1975 EM TRÁS-OS-MONTES

2015-03-18


  1. – Introdução

Tiago Patrício (n. 1979) vem se afirmando como um dos futuros grandes escritores oriundos de Trás-os-Montes, sucedendo assim a Araújo Correia, Miguel Torga, Ernesto Rodrigues, Rentes de Carvalho e outros. Na poesia, o seu único livro, O Livro das Aves, foi galardoado com o Prémio Daniel Faria 2009 e constitui, nesse ano, para o leitor comum de poesia que somos, uma fascinante novidade temática, abandonando tanto a enfática e bloqueadora poesia urbana niilista pós-moderna quanto a melancolia lírica que habita a actual poesia portuguesa.

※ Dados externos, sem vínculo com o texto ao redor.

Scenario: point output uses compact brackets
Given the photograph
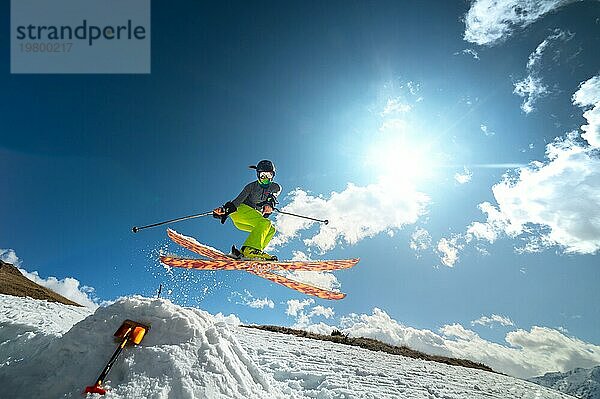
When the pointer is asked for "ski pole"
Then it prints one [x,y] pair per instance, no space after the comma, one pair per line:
[136,229]
[300,216]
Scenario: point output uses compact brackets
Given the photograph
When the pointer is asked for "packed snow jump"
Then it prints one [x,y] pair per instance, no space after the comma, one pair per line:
[250,212]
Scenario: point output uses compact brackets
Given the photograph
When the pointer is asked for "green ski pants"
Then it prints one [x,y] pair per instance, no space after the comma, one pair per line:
[260,228]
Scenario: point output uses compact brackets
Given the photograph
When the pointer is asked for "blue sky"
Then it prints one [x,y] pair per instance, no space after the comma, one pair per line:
[402,123]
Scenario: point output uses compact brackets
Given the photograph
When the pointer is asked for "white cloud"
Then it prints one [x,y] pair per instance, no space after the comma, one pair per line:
[261,303]
[322,311]
[231,320]
[528,353]
[588,96]
[420,240]
[394,126]
[561,198]
[556,202]
[304,319]
[489,22]
[295,307]
[9,256]
[532,87]
[318,328]
[248,299]
[395,106]
[354,214]
[486,130]
[465,177]
[449,249]
[470,52]
[67,287]
[494,319]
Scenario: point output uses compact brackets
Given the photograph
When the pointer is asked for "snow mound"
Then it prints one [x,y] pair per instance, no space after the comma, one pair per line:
[185,354]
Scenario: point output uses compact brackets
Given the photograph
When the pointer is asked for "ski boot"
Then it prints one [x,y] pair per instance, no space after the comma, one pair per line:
[256,254]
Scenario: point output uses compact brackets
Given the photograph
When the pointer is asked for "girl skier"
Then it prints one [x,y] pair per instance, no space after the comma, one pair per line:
[250,209]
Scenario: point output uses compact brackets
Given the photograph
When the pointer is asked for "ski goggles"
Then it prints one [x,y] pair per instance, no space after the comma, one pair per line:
[266,175]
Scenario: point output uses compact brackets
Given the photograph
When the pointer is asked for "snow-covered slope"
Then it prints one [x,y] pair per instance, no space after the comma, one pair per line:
[582,383]
[189,354]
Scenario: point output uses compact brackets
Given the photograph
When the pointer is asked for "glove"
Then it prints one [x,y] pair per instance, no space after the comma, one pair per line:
[224,211]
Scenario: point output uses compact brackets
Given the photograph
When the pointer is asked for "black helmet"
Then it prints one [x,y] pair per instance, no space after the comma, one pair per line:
[264,166]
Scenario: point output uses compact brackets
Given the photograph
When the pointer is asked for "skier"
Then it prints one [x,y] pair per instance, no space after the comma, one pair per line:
[250,210]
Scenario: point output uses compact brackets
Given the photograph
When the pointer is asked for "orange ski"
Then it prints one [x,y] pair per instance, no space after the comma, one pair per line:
[259,268]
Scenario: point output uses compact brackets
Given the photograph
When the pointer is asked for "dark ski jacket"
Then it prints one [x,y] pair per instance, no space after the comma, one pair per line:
[256,197]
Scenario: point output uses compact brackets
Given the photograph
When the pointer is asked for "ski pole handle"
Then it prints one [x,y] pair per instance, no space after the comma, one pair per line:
[325,221]
[136,229]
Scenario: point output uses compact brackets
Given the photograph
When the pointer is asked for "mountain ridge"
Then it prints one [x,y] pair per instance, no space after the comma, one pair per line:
[13,282]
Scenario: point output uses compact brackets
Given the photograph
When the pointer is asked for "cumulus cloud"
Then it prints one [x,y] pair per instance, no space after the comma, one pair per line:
[532,87]
[9,256]
[465,177]
[588,97]
[486,130]
[469,52]
[525,354]
[556,202]
[68,287]
[489,22]
[231,319]
[395,106]
[493,320]
[304,318]
[449,248]
[420,240]
[295,306]
[356,213]
[248,299]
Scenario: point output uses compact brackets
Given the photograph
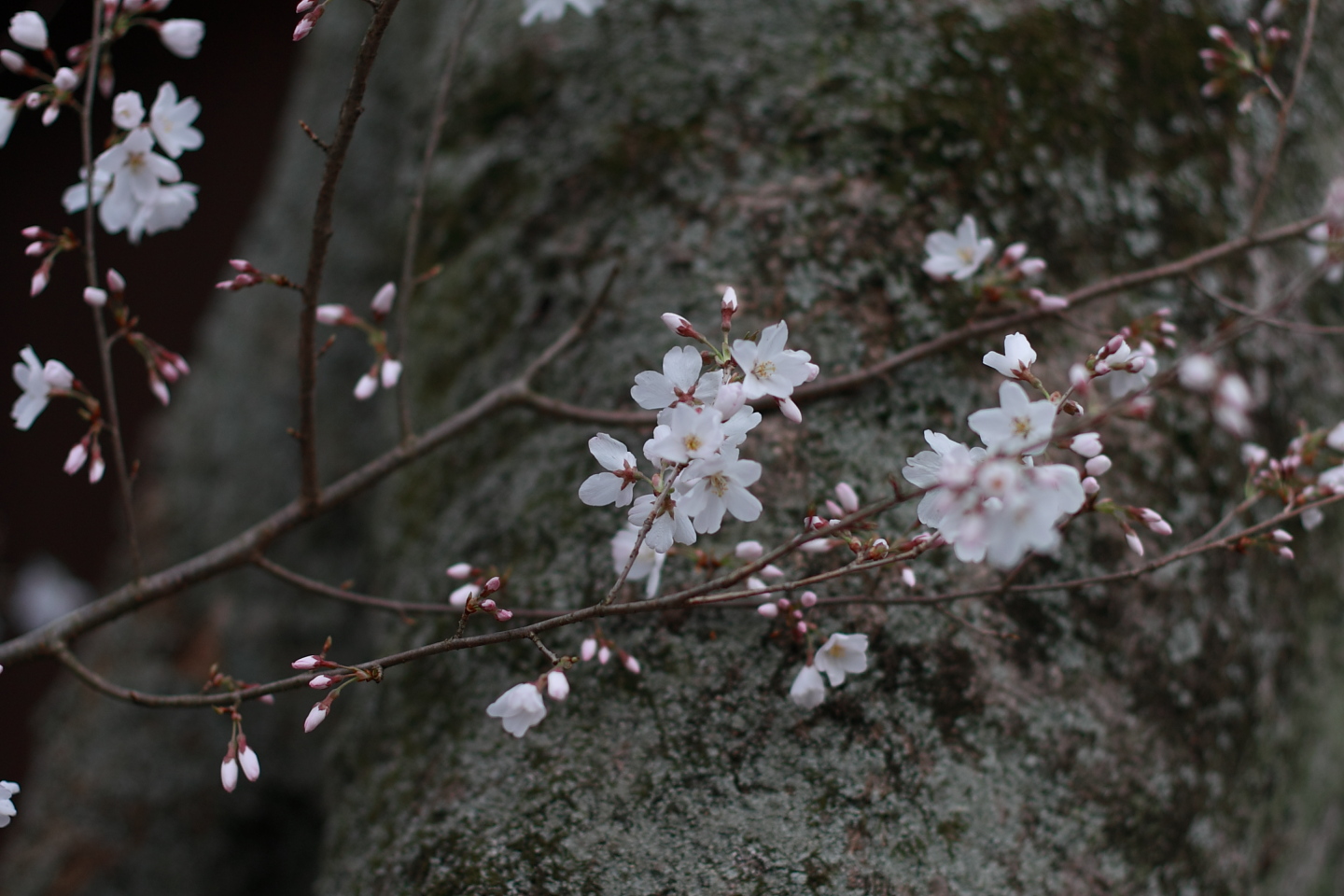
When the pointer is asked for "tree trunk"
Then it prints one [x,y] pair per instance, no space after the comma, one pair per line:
[1175,735]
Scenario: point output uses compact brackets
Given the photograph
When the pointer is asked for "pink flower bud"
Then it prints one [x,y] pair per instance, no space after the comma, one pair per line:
[384,300]
[316,716]
[229,773]
[556,685]
[790,409]
[366,387]
[749,551]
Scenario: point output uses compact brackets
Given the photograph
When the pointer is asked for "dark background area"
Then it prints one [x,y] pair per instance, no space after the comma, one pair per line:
[241,78]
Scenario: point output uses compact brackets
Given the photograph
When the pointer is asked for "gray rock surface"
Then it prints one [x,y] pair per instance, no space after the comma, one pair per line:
[1179,735]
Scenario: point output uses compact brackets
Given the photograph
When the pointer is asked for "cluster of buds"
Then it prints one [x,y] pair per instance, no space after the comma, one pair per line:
[1231,63]
[48,246]
[386,369]
[604,649]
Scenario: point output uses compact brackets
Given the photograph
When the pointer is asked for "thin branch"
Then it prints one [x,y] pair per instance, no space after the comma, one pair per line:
[109,385]
[350,112]
[1285,107]
[413,225]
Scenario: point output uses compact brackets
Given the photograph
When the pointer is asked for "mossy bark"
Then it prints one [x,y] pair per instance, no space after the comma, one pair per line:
[1169,736]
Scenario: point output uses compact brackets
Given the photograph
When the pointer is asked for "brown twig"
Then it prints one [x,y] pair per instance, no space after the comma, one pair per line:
[413,225]
[350,112]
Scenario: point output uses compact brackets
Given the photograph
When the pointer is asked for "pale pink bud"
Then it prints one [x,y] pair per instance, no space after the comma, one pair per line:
[749,551]
[384,300]
[330,315]
[316,716]
[366,385]
[1086,445]
[247,759]
[391,372]
[77,457]
[229,773]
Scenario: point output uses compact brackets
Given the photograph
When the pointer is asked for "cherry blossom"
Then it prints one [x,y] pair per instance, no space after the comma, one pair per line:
[1017,426]
[519,708]
[8,791]
[767,367]
[1016,360]
[36,381]
[182,36]
[718,485]
[648,565]
[690,434]
[808,690]
[28,30]
[842,654]
[553,9]
[171,119]
[958,256]
[672,525]
[614,486]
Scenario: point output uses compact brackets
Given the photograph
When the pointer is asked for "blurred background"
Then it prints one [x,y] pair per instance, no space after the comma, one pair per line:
[58,534]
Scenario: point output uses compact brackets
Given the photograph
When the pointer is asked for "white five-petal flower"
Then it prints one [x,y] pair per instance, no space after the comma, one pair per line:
[958,256]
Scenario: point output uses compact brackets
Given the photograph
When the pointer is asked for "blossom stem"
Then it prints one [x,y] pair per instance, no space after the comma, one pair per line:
[413,225]
[109,385]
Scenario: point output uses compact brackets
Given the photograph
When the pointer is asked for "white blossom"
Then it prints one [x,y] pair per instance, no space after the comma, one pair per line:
[36,382]
[958,256]
[717,485]
[614,486]
[1017,426]
[28,30]
[553,9]
[808,688]
[128,110]
[519,708]
[767,367]
[1016,360]
[648,565]
[182,36]
[843,654]
[690,434]
[672,525]
[171,119]
[680,381]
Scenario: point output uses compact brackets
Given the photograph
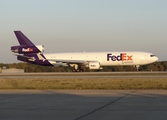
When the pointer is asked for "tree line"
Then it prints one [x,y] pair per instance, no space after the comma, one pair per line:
[157,66]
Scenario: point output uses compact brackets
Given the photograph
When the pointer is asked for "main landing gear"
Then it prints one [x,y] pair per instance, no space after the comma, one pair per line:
[78,68]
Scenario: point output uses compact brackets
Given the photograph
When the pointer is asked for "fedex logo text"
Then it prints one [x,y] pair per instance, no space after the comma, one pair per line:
[121,57]
[27,50]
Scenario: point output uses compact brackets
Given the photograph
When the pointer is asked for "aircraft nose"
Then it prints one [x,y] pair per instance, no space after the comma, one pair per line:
[156,59]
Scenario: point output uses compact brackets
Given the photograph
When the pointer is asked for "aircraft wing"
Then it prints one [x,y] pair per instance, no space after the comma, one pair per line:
[25,57]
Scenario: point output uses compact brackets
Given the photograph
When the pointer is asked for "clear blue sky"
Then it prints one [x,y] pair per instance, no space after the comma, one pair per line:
[85,25]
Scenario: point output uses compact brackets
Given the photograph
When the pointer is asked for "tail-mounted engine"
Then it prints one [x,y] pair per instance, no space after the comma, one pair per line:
[27,49]
[94,65]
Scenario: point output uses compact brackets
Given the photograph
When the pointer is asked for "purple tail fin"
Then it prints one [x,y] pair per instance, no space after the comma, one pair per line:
[23,40]
[26,46]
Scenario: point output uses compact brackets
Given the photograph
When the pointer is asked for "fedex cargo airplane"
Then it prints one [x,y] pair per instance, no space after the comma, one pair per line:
[28,52]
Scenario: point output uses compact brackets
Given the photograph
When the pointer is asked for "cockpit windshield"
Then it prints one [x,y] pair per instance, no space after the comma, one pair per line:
[152,55]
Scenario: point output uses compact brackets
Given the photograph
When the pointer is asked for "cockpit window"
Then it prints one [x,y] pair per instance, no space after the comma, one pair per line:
[152,55]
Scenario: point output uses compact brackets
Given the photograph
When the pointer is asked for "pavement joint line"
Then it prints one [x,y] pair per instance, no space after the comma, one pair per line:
[105,105]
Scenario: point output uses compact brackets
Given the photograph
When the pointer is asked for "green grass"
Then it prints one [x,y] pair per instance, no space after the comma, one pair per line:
[83,83]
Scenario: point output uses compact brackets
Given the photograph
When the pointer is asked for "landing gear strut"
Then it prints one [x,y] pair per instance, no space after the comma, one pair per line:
[137,67]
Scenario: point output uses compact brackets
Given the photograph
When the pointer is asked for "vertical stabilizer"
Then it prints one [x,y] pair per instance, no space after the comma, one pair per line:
[23,40]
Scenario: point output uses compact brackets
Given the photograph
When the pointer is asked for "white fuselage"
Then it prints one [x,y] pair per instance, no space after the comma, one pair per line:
[106,58]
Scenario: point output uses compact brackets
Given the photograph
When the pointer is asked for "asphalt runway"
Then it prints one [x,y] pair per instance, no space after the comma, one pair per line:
[67,75]
[83,104]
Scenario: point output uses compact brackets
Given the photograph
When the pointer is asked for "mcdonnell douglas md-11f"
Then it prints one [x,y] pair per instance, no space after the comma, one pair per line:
[28,52]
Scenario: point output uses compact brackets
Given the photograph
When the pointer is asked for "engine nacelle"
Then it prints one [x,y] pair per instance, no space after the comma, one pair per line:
[59,64]
[27,49]
[94,65]
[40,47]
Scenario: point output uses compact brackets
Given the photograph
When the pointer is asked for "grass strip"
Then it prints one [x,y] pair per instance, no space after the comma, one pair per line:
[83,83]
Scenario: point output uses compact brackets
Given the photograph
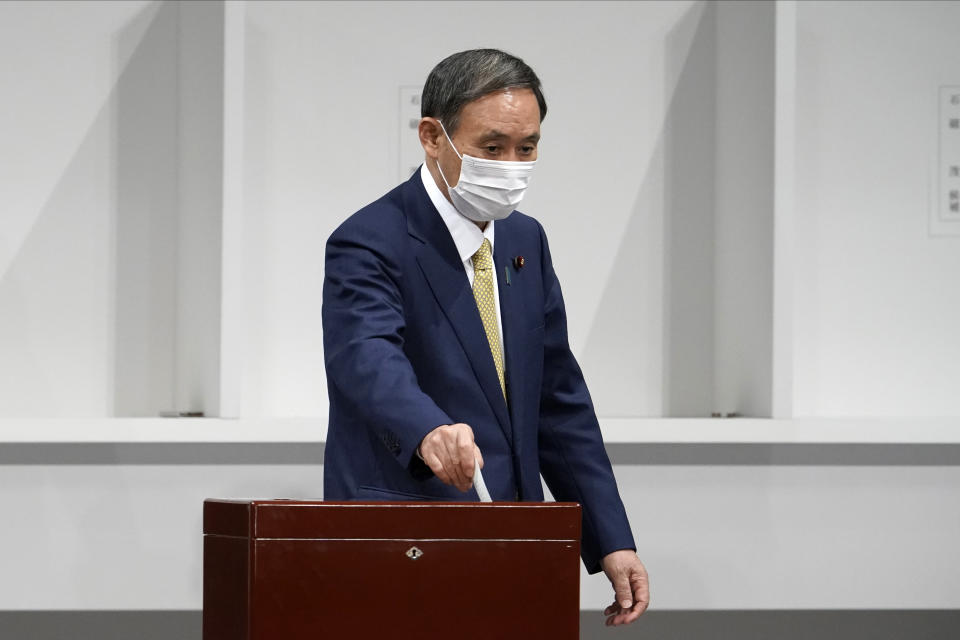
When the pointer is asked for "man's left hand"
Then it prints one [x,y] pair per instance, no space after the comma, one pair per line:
[631,587]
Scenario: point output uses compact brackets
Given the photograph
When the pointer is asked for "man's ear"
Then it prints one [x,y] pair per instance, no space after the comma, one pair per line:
[430,132]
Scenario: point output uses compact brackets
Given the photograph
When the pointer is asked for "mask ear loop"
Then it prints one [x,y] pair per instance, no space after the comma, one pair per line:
[444,129]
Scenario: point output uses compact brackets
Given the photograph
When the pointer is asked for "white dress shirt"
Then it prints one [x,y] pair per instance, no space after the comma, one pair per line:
[467,236]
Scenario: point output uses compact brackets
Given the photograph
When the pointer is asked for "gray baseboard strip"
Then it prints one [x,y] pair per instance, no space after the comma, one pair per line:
[661,625]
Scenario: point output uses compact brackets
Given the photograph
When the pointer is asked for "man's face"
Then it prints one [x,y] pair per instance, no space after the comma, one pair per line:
[500,126]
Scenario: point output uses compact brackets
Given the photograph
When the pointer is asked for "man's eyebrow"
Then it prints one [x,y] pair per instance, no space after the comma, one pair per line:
[493,133]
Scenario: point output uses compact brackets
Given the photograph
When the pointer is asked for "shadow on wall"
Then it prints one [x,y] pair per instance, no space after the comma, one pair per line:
[86,304]
[669,234]
[90,317]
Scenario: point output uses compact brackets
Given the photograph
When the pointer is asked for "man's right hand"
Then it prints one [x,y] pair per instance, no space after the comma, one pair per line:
[449,451]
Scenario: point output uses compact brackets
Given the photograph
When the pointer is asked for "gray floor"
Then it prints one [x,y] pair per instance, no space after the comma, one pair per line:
[662,625]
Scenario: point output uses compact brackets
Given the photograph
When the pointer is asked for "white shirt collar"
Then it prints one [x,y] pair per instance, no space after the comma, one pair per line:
[466,235]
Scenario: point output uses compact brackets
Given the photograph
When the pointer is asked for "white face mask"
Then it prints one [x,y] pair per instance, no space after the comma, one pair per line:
[487,189]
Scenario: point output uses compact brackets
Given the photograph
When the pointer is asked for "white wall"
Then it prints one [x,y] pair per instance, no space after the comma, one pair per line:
[877,303]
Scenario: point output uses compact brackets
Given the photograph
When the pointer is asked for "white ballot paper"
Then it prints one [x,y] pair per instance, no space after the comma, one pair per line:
[478,483]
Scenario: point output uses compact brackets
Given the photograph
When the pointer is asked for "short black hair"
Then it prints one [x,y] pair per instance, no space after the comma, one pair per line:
[466,76]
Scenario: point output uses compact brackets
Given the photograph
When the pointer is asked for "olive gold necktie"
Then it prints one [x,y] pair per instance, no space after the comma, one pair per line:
[483,294]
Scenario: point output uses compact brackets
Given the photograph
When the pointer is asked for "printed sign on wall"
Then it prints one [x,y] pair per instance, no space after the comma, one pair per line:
[411,153]
[945,218]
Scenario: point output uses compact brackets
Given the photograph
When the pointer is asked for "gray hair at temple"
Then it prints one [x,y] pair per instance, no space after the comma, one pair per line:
[466,76]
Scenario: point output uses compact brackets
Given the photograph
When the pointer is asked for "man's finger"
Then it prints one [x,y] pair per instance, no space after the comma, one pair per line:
[624,595]
[641,593]
[452,464]
[433,461]
[465,455]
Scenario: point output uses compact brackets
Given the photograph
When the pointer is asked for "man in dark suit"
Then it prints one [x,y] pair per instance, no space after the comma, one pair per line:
[445,333]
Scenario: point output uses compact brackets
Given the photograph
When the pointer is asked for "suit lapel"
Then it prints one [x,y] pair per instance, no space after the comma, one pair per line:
[441,266]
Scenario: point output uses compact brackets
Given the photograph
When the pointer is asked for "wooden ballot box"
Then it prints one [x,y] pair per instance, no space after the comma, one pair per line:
[291,570]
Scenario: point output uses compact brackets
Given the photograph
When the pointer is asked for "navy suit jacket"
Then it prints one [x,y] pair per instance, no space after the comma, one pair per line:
[406,352]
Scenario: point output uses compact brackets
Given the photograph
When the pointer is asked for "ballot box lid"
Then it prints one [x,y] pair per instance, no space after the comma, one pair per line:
[314,519]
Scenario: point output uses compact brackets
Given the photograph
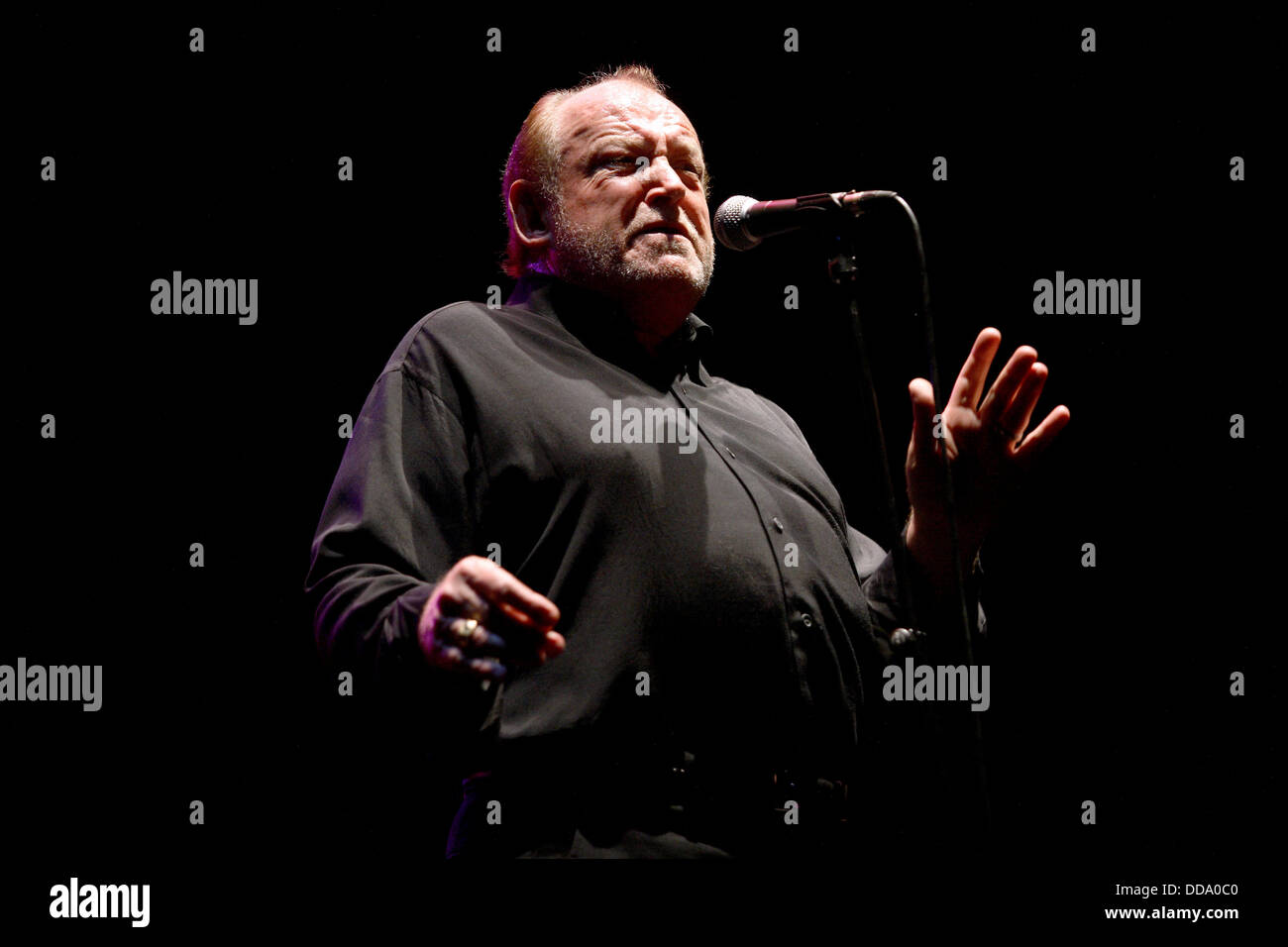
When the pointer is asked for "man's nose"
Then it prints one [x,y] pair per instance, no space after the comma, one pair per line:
[664,180]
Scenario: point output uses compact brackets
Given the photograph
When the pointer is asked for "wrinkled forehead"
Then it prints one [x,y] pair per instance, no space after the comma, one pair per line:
[618,108]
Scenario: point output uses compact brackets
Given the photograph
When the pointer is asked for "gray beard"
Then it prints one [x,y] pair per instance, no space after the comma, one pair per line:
[593,260]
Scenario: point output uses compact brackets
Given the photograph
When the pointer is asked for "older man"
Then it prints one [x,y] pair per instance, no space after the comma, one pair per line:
[670,657]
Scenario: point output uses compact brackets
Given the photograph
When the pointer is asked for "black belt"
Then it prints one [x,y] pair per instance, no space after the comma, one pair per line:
[738,806]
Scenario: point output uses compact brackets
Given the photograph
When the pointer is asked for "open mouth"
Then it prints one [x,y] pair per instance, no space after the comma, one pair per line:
[664,228]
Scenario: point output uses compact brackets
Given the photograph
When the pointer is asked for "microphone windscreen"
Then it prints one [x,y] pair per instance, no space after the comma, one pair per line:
[730,223]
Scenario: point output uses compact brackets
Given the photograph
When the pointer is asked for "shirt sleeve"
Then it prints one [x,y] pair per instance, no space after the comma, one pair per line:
[395,521]
[930,618]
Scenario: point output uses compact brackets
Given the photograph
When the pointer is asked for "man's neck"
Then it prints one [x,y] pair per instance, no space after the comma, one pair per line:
[652,315]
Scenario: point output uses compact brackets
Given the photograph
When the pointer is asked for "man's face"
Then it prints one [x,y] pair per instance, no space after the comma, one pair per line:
[632,218]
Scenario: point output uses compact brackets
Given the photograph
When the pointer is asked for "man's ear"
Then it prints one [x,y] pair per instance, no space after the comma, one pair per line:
[529,218]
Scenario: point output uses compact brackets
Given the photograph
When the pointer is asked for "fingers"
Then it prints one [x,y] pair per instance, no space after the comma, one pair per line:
[970,381]
[1042,436]
[483,621]
[1016,418]
[1010,380]
[921,447]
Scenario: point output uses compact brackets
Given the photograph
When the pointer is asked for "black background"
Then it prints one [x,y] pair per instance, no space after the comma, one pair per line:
[1109,684]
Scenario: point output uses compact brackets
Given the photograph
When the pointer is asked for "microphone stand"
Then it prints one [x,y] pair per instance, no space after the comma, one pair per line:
[844,270]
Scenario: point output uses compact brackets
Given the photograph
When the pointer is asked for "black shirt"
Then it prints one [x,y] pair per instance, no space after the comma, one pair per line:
[711,591]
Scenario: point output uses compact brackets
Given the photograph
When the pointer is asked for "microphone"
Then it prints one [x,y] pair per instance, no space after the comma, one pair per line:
[741,223]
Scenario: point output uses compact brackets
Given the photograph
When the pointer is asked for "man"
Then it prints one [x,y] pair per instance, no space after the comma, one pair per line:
[670,657]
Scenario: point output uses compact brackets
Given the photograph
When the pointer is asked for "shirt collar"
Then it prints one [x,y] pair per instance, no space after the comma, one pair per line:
[599,325]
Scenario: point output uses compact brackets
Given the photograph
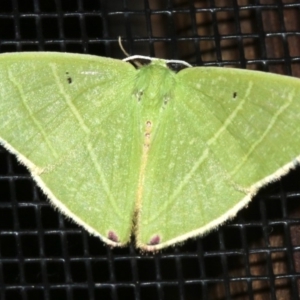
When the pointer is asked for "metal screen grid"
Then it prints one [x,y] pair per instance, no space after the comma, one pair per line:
[254,256]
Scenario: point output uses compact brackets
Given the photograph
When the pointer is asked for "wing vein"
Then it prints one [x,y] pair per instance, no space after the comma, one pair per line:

Nascido no Funchal mas educado desde cedo em Trás-os-Montes, a figuração literária desta região nordestina não possui já, na obra de Tiago Patrício, o conjunto de imagens medievais (miséria, analfabetismo, rudeza, religiosidade supersticiosa…) que a caracterizaram ao longo do Estado Novo, nem a modernidade plastificada urbana importada pelo progresso económico pós-25 de Abril. Diferentemente, os dois romances do autor sobre Trás-os-Montes situam-se, temporalmente, no cruzamento entre aquelas duas representações sociais e culturais, captando, em retrato estético, o momento em que Trás-os-Montes ainda não perdera a sua ancestralidade ao modo do Abade de Baçal e ainda não ganhara o pechisbeque dourado dos centros comerciais e hipermercados, como se evidencia pelo seu primeiro romance, intitulado justamente Trás-os-Montes (Prémio Literário Revelação Agustina Bessa-Luís, 2011), um retrato da infância e juventude numa região ainda rural embora escrito segundo uma linguagem urbana.

  1. – Estilo

Afirmado como valor individual, à margem de escolas literárias, o primeiro romance de Tiago Patrício ostenta uma linguagem seca, pouco qualificativa, com fortíssima tendência para a depuração da frase (“sugestiva economia de expressão”, diz Vasco Graça Moura enquanto elemento do júri que atribuiu o prémio), apontando para uma narração realista que mais parece descrever do que fabular. Mil Novecentos e Setenta e Cinco, ora publicado, confirma estas qualidades estilísticas, tanto a depuração da frase quanto o realismo como limite da efabulação. Com efeito, neste novo romance, a inventividade e a ficcionalização do real acontecem com frequência, embora, como no primeiro romance, sejam dominadas por uma fixação dominante da representação do real, com hiper-valorização dos tipos sociais, em parte confundidos com as profissões dominantes nas aldeias: a Farmacêutica, a Médica, o Alfaiate, o Coveiro, o Padre… Neste sentido, se no primeiro romance é dado relevo ao pormenor íntimo da vida infantil, sem um processo de metaforização do real, no segundo é dado ao conflito social e político sem atribuição de relevo às ideologias que o fundamentam. Termos como “comunismo”, “socialismo”, “social-democracia”, ou equivalentes como “partido de esquerda ou de direita”, plataformas semânticas de metaforização do real, praticamente não constam do novo romance, evidenciando uma escrita semanticamente terra-a-terra ou, como referimos, seca e depurada. O que, em tempos de dominância da metáfora no romance português, é, de facto, uma virtude de Tiago Patrício, singularizando estilisticamente a sua escrita.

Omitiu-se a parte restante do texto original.